What’s clear is that this framework obscures enormous common ground, enormous potential that, it is heartening to see, occasionally tapped into with results as varied and enjoyable as Absence. As a testament to fundamentally Iranian-work, it speaks to real gaps in how we each imagine our distinct pasts and shared future.
Before the beautifully buried payload in the compilation’s fourth track, “Headless,” a contribution from Hesam Ohadi’s Idlefon project — featuring Kamyar Behbahani, and originally released with an EP in 2015 via Chicago’s Tympanik Audio — it’s hard to parse something so specific as national identity from individual tracks. How does a 21st century Iranian accent their music? How should they? How could they? To that extent, the entire compilation is stalwartly cosmopolitan. Considering Siavish Armani’s notes, as well as how popular certain Arabesques are as a signifier for exoticism in some contexts, the ambiguity seems conscious, even distinct to their social project.

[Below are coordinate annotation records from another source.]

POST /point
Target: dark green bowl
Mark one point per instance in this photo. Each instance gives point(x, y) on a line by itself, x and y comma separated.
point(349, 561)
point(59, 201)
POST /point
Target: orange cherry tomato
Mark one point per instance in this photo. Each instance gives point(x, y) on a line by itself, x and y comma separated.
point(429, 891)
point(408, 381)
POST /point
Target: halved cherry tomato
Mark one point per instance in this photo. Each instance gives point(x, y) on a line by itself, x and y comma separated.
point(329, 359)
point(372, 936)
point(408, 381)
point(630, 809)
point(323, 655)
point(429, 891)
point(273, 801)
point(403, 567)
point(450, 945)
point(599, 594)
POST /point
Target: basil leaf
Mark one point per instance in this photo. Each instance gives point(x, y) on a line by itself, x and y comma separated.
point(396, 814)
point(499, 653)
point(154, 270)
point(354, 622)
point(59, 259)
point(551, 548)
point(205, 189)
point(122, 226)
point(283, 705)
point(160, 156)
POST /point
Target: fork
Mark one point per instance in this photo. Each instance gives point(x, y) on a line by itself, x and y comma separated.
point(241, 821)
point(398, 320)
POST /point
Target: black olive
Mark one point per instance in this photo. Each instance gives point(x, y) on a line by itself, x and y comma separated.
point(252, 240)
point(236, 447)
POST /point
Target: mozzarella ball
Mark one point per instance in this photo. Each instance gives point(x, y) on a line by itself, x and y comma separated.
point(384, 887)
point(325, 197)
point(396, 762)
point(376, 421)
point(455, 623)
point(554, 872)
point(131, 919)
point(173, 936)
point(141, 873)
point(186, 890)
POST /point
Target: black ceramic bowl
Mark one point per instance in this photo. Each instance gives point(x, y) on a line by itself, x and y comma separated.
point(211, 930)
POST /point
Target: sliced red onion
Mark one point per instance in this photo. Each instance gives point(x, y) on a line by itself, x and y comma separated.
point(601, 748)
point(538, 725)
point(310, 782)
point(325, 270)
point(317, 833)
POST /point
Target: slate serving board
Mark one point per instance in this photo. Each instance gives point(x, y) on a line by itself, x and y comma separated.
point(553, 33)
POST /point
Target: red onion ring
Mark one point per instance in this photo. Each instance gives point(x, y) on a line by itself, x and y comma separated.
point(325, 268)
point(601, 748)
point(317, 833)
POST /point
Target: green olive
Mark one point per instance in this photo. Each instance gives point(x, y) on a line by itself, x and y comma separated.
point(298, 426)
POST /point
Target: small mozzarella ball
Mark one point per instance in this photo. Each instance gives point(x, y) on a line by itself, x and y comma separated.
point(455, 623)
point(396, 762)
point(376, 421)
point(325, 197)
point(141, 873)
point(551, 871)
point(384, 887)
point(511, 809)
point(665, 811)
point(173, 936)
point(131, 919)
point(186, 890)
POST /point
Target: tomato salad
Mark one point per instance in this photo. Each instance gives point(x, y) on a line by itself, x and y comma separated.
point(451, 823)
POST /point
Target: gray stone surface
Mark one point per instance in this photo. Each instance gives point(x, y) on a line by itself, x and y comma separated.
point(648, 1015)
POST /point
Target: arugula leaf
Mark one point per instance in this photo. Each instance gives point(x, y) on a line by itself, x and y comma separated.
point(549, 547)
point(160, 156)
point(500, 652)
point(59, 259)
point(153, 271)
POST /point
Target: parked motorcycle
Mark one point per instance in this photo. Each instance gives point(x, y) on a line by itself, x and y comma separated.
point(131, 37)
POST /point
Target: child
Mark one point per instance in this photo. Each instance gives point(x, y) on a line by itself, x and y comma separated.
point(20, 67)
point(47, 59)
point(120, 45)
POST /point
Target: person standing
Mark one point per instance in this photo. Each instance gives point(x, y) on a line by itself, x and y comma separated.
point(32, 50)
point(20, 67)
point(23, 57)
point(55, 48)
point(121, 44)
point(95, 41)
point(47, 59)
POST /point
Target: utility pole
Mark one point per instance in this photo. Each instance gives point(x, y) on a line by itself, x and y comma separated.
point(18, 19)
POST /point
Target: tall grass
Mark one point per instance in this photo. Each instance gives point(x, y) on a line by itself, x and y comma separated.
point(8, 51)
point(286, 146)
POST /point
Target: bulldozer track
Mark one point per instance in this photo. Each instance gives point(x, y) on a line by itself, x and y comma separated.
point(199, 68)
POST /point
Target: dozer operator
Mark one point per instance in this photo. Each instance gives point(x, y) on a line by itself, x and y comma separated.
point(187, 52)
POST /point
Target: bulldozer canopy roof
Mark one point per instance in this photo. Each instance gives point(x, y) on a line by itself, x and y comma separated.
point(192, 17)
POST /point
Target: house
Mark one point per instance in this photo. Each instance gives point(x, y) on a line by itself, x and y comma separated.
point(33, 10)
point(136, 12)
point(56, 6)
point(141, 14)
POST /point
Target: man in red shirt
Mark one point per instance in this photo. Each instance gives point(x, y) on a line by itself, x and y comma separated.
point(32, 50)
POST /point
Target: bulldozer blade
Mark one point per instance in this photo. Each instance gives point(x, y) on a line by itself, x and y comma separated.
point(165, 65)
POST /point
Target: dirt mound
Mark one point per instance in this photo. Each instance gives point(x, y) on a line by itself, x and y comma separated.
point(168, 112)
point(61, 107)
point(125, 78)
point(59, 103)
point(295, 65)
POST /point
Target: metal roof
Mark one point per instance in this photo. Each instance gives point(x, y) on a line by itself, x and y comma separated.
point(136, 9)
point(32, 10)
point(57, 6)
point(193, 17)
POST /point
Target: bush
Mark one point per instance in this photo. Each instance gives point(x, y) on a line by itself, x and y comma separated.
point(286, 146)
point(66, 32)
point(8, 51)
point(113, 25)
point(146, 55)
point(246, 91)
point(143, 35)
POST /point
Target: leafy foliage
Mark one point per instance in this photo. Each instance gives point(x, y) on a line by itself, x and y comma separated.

More from Amini though: “The Iranian mainstream is not that disconnected from the global mainstream, and the philosophy, politics, and the lifestyle this manifests. The mainstream in Iran is not only what the government endorses but it also consists of very shallow imitations of various musical genres, cleared of any signs of cultural or political resistance, backed and released by private labels and companies . . . The artists presented here, including myself, are people who are constructing our musical language as part of our lives… We are the voices who choose to be absent from the news and the musical mainstream (and in some cases from the city of our birth) in order to express the complex range of emotions and ideas which make up our lives, as honestly as we can.”